On December 13, 2001, I posted an essay on my personal weblog titled “Two Ships Passing in the New Media Night,” in which I contrasted the energetic, proletariat-embracing exultations of rising blog superstar Glenn “Instapundit” Reynolds with the dreary, public-distrusting defensiveness of then–Los Angeles Times columnist John Balzar.
I had launched my blog (or shall I say “warblog,” which is what I named it, apparently coining a term I’ve come to loathe) five days after the September 11 massacre and almost immediately found myself swept up in an exhilarating whirlwind of grassroots media creation. As a consumer, it was exponentially more edifying to me than the post-9/11 fumblings of the mainstream media’s binary, Crossfire-style opinion slinging.
“What do warbloggers have in common, that most pundits do not?” I enthused. “I’d say a yen for critical thinking, a sense of humor that actually translates into people laughing out loud, a willingness to engage (and encourage) readers, a hostility to the Culture War and other artifacts of the professionalized left-right split of the 1990s…a readiness to admit error [and] a sense of collegial yet brutal peer review.”
Man, was I wrong.
I am not going to gainsay what he says. It was apparent back in 2004 when I first put virtual pen to virtual paper. I had seen it, it continues still, in such fora as my old (and first) haunt of the "Trash Can", since metamorphosed into private ownership under the banner of Hangarflying's "SKeeter swamp". I think most of the old antagonists are still there - Galvin, Mr Republican (NoOne or whatever handle he uses now), the Erics, and others not heard of for yonks like P51DCP (Chris, I hope that the cancer didn't getya). Heading out from thence (this was 2000/1) even then the left/right divide was well established; the label, cliche and denigrate process common to so much of what passes for debate today had reached new levels of immaturity and idiocy (and is now mild compared with today).

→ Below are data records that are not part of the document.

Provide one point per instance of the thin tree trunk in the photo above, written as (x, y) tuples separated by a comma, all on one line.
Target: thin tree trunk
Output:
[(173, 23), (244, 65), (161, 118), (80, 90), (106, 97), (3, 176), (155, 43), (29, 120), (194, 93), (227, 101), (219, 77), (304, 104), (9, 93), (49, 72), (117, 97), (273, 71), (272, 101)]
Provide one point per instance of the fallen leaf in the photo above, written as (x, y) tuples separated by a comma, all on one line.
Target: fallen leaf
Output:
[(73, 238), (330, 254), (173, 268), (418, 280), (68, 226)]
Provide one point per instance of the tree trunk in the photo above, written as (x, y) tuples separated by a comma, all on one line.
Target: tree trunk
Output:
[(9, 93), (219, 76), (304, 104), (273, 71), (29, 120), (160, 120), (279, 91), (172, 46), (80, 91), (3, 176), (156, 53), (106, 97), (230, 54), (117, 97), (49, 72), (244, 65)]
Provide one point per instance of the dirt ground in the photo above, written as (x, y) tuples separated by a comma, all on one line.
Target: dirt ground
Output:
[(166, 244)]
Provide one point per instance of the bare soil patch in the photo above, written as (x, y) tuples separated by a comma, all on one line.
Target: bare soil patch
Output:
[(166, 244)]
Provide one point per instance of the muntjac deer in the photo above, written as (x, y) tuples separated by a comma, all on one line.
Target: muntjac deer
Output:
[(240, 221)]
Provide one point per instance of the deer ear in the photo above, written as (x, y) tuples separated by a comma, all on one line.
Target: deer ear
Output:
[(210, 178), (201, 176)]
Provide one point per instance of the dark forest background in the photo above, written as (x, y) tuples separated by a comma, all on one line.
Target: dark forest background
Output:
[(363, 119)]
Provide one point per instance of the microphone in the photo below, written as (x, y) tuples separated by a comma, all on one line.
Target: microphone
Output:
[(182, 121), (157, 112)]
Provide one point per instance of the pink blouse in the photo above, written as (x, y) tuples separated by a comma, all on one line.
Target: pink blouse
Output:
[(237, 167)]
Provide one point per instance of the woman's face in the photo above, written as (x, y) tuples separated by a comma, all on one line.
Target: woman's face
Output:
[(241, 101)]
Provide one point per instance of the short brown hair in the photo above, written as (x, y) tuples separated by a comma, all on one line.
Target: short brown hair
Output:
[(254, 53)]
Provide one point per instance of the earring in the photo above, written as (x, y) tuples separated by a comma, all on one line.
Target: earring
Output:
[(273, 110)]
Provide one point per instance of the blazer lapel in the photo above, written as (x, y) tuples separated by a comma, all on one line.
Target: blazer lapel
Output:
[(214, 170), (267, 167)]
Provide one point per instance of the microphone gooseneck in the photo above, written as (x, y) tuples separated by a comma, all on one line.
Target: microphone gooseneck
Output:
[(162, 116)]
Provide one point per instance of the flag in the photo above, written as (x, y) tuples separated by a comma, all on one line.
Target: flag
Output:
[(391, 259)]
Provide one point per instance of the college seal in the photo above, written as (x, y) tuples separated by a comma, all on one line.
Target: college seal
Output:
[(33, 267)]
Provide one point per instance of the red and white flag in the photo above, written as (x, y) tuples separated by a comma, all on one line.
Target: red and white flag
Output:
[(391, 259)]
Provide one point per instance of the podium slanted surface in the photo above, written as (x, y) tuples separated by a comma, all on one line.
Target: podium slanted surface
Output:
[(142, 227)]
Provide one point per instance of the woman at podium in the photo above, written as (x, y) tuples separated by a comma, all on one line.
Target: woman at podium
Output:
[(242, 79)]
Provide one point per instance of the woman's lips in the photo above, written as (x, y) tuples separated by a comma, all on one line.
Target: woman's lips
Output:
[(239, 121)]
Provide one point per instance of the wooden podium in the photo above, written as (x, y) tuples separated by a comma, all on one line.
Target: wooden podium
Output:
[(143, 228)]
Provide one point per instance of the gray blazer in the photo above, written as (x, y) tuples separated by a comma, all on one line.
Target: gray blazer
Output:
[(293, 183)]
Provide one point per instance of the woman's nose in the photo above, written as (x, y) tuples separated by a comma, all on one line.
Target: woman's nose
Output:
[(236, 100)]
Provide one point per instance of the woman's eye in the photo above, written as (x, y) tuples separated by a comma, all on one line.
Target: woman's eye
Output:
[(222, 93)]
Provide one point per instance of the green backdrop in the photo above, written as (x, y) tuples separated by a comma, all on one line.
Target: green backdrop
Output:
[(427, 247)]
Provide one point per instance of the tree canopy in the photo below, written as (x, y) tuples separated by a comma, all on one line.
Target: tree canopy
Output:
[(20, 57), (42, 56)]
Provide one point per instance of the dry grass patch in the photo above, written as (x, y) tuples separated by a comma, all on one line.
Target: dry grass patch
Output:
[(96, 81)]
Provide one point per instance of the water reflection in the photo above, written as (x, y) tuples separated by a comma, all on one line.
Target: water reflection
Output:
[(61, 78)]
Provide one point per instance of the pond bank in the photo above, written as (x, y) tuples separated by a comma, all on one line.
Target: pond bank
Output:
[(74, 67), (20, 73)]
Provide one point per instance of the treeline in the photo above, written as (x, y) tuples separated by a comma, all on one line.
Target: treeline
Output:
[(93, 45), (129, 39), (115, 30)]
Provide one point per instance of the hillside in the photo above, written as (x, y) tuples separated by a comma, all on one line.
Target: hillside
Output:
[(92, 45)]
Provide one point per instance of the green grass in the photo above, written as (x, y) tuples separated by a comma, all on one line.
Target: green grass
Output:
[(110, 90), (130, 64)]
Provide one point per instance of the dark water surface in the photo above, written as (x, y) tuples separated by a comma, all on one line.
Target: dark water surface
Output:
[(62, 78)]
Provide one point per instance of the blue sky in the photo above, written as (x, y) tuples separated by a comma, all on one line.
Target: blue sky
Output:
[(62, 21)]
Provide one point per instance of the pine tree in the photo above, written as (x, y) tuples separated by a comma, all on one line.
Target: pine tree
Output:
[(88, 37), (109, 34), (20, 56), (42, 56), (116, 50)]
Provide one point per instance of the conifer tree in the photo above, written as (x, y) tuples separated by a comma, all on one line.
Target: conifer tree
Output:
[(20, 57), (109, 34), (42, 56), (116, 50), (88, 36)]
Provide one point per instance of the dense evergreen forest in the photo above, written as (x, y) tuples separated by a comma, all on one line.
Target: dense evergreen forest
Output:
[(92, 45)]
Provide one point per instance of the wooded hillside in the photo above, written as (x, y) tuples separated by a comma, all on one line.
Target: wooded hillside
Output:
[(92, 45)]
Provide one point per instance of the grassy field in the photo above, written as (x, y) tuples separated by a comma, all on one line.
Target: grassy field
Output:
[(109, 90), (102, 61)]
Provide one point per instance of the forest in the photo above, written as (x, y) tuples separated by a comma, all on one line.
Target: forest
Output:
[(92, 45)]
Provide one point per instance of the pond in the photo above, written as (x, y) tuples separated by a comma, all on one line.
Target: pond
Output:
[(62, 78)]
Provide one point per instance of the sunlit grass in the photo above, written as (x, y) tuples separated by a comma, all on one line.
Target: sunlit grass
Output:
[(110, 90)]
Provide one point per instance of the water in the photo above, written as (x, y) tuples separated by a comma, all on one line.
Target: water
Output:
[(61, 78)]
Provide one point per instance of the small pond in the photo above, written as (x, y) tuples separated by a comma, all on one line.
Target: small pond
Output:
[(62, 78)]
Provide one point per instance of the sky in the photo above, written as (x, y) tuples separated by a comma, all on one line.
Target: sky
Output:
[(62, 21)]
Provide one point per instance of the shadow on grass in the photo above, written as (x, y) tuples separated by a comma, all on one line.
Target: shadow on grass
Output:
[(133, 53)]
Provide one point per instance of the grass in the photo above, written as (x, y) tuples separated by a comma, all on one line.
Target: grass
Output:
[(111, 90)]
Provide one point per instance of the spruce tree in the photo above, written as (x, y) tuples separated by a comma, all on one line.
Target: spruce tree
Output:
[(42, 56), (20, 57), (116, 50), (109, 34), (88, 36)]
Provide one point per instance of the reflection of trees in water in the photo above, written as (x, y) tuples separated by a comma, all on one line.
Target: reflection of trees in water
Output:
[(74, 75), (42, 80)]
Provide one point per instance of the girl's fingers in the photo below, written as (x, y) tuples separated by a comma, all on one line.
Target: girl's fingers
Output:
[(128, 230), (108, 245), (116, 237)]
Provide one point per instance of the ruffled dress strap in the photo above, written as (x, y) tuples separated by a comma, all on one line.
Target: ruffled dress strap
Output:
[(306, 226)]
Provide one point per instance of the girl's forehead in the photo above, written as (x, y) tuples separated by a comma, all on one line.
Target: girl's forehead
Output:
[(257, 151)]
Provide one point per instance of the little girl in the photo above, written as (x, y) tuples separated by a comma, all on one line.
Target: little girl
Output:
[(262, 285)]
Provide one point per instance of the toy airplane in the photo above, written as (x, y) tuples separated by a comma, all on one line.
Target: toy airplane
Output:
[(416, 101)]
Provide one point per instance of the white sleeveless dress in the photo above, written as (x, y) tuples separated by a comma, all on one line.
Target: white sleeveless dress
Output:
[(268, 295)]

But as I look back at December 2001, and prepare to hang up the blogging fun of Reason’s Hit & Run for the stodgier print pages of the L.A. Times, I can’t shake the feeling of nostalgia for a promising cross-partisan moment that just fizzled away. Americans are always much more interesting than their political parties or ideological labels, and for a few months there it was possible for readers and writers alike to feel the unfamiliar slap of collisions with worlds they’d previously sealed off from themselves. You couldn’t predict what anyone would say, especially yourself.
Good luck Matt. With luck in twenty years time there will be a bright young energetic blogger (or the future equivalent) who will write an essay contrasting the style of one of his contemporaries with the "stodgy defensiveness of long-time pundit Matt Welch". Hopefully he will see better times. Hopefully he will in his turn look to the future of national and international communication and understanding with optimism.